El rodadero de los lobosJesús Cabrera

Luto por Hermanos Bonillo

«Una guía debería recoger esa liga de lugares cuyos nombres se susurran al oído sin que merezcan páginas de cuché ni clientes recién bajados del AVE»

El cierre de Hermanos Bonillo merece que, al menos, se le guarden tres días de luto: banderas a media asta, suspensión de actos lúdicos y gesto contrito en el rostro. Córdoba no puede acostumbrarse a esta paulatina pérdida de identidad que siempre se lleva por delante algo de nosotros.

Mientras tanto, una guía debería recoger para público conocimiento esa liga de lugares cuyos nombres se susurran al oído sin que merezcan páginas de cuché ni clientes recién bajados del AVE. Juegan en otra división y no les interesa la Champion ni los grandes trofeos, sino que el local se llene cada día de un público dispuesto a pasarlo bien y a hincharse de comer sin importarles las calorías ni la fritanga. Así es su clientela y ahí está su gloria.

Además, son establecimientos de leyenda. No puedes figurar en esta categoría si por Córdoba no corre algún sucedido sobre tu establecimiento, que si se duda de la procedencia de la carne de los pinchitos o que el flamenquín troceado lo sirven a veces con tres puntas. Esto no resta clientela, ni mucho menos, ya que cuando esto se comenta es siempre sentado en sus mesas a la espera de que te sirvan.

Todos conocemos esa ruta que va de barrio a barrio y que, se quiera o no, conforma la personalidad de cada uno de ellos. Son el centro de la vida social para todos los vecinos y la referencia para los que vienen de afuera. Hay nombres de calles y de plazas que a nadie les suena, pero sí se añade el nombre del bar que las preside todo cobra sentido.

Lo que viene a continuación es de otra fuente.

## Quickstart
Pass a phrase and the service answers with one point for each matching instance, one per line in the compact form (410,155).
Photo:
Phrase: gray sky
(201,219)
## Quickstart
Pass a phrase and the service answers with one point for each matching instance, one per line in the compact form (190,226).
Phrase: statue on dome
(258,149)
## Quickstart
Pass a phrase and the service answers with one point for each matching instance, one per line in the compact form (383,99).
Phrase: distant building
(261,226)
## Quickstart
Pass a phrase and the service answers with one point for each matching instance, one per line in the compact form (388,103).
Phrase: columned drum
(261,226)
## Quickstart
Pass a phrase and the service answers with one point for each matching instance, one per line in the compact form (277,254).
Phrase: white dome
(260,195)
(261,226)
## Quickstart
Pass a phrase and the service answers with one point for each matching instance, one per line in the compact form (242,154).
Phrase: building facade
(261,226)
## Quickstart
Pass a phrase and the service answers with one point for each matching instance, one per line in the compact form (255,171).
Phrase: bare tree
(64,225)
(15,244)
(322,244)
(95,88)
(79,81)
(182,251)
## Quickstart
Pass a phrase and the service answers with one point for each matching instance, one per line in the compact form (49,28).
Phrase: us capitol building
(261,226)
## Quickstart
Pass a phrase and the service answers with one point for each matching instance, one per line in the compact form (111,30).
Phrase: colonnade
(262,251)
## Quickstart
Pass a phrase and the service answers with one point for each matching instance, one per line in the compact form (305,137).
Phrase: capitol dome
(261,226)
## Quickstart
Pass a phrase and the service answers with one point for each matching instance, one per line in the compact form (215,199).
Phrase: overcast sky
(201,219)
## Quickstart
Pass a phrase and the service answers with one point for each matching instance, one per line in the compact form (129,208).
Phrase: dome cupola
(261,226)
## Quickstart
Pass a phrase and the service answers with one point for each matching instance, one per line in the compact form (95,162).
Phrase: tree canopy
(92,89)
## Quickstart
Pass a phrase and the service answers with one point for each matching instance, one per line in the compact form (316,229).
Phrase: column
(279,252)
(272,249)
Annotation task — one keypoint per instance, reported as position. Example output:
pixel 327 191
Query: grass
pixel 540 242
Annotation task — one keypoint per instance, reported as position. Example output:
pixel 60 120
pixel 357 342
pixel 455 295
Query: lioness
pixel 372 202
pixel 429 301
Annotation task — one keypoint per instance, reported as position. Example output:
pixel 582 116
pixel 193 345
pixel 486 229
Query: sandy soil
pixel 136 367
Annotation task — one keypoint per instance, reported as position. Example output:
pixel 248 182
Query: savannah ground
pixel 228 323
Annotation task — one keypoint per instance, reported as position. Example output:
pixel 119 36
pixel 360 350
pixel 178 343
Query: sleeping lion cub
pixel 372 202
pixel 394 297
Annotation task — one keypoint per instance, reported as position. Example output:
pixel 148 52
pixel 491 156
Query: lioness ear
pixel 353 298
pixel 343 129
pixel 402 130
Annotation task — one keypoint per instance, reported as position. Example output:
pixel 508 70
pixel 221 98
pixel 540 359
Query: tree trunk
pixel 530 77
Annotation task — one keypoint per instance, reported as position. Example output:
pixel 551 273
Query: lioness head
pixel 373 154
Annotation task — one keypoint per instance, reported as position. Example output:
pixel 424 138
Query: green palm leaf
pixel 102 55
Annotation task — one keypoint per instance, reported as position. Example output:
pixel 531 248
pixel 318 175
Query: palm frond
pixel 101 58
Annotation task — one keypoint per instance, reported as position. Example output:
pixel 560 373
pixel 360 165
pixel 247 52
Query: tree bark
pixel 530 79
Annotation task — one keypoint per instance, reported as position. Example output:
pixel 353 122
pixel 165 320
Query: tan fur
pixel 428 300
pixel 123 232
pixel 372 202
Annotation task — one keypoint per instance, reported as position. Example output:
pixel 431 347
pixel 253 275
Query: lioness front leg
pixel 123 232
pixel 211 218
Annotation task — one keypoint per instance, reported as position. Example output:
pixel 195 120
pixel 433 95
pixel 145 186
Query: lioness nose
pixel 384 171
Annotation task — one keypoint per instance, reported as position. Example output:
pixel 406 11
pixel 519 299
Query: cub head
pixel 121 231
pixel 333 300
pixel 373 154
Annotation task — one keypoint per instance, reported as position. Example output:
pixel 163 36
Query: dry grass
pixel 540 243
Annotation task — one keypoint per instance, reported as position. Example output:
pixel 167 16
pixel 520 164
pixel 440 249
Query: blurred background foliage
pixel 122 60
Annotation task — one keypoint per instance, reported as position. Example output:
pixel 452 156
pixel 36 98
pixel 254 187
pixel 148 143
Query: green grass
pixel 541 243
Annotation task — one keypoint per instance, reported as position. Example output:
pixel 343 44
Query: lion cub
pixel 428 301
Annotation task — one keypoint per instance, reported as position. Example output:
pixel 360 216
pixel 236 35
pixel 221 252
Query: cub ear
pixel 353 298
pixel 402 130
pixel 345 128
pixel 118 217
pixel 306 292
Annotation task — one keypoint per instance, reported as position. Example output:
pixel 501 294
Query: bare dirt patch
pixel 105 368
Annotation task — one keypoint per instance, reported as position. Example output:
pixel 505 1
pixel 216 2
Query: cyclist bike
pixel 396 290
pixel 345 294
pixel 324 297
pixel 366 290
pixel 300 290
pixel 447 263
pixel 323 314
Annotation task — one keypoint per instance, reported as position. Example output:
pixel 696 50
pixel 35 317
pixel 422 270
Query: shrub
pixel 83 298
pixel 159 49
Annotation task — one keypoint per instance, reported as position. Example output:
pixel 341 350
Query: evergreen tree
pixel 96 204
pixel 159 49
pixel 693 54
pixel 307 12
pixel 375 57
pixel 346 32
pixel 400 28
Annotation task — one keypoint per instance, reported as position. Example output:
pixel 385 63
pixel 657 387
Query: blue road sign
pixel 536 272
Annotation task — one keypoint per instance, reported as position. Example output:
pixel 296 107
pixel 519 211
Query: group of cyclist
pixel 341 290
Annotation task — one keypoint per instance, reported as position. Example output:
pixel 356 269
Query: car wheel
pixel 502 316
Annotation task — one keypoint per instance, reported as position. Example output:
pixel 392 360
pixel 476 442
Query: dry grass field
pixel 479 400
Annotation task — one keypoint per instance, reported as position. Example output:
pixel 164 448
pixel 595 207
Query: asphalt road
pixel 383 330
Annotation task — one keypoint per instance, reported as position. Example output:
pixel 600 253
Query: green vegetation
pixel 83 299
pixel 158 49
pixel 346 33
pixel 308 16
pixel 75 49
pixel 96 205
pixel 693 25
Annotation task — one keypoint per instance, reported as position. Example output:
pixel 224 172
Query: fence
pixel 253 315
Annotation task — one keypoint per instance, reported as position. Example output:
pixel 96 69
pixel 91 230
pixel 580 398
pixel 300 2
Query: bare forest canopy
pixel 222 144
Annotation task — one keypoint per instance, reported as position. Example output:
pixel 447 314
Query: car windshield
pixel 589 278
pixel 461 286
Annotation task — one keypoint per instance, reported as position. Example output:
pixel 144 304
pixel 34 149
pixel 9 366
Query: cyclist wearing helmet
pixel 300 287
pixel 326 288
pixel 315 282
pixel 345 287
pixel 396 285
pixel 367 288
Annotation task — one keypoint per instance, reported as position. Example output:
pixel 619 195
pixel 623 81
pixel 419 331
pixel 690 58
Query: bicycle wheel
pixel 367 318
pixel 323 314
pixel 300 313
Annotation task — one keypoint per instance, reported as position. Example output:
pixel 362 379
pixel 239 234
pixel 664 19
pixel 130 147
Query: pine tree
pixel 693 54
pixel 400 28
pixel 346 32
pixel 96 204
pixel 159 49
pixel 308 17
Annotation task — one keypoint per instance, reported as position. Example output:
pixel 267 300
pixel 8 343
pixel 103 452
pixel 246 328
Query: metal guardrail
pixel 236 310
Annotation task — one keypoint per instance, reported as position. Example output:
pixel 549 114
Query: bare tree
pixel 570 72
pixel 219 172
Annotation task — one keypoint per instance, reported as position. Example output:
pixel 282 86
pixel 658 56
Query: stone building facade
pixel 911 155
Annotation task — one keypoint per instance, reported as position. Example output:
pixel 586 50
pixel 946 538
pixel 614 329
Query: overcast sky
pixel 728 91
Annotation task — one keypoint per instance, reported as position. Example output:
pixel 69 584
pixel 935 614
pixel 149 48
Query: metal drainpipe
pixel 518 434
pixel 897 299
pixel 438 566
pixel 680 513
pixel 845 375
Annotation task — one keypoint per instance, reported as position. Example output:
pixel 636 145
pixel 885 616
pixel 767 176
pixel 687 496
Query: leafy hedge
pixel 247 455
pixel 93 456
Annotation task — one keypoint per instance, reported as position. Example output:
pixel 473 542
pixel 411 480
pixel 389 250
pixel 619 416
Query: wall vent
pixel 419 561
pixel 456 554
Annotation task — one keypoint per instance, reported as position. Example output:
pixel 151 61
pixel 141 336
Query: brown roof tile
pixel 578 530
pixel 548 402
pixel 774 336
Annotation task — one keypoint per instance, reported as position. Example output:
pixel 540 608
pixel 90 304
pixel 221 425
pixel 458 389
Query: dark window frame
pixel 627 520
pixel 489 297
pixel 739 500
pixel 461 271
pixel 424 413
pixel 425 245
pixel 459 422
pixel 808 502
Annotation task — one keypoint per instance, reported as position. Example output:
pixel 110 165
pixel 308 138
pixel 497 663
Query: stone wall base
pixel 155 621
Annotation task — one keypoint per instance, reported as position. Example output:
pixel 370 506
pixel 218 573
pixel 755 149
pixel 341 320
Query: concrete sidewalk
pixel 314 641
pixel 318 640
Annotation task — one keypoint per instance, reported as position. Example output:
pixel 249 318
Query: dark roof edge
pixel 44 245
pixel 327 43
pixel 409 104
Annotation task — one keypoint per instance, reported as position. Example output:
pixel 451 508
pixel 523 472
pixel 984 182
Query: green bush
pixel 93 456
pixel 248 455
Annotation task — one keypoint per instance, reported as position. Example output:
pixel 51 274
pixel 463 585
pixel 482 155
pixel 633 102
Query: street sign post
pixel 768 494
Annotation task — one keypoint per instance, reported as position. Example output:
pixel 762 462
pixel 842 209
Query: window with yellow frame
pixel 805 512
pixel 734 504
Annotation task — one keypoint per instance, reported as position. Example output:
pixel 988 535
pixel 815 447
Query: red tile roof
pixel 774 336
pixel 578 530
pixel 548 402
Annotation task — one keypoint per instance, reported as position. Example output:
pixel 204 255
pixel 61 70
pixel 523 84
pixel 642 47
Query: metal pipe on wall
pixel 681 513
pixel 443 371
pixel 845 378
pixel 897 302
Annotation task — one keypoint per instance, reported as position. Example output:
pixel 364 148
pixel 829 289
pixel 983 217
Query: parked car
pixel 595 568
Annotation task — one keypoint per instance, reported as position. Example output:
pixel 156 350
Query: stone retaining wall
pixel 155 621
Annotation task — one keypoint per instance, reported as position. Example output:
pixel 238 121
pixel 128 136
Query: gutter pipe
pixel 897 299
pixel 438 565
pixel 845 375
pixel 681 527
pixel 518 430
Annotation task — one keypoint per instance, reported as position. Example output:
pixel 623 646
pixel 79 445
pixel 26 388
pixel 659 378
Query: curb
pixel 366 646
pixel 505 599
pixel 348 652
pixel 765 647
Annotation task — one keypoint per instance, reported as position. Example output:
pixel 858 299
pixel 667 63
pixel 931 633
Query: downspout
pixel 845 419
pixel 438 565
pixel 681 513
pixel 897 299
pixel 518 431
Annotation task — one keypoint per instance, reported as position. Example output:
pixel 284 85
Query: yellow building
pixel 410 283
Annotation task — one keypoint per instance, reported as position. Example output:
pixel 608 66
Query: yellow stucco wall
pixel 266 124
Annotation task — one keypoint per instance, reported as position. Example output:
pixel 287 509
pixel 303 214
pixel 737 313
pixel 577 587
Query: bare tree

Estos establecimientos condenados a no figurar en su vida en una guía gourmet tienen la mejor promoción en los comentarios de sus clientes, que hacen correr como la pólvora el tamaño de las raciones, el punto de fritura de los calamares o la textura de la masa de las croquetas. Cada uno de estos establecimientos -faltaría más- tiene plena libertad para fijar la carta que desee, pero sabe que en Córdoba no pueden faltar determinados platos y que entre ellos está el flamenquín y, a ser posible, como Dios manda, sin pimiento ni huevo duro ni zarandajas que lo adulteren.

El flamenquín, por ciento, ha sido todos estos años el buque insignia de Hermanos Bonillo, con un tamaño capaz de hartar a un regimiento. Después viene todo lo demás: el salmorejo, la lechuga frita, el sanjacobo, el revuelto de bacalao o las patatas bravas, lo que usted quiera. Ahora, con sus freidoras apagadas y sus sillas amontonadas todo eso es recuerdo para quien tuvo la dicha de gozarlo.

Está muy bien que Córdoba se conozca por la calidad de su gastronomía y por el refinamiento de sus fogones pero esto no debe eclipsar ese otro grupo de establecimientos que, no sin esfuerzo, consiguen el aplauso por una cocina popular, sin trampa ni cartón, que gusta a todos y que los hace felices.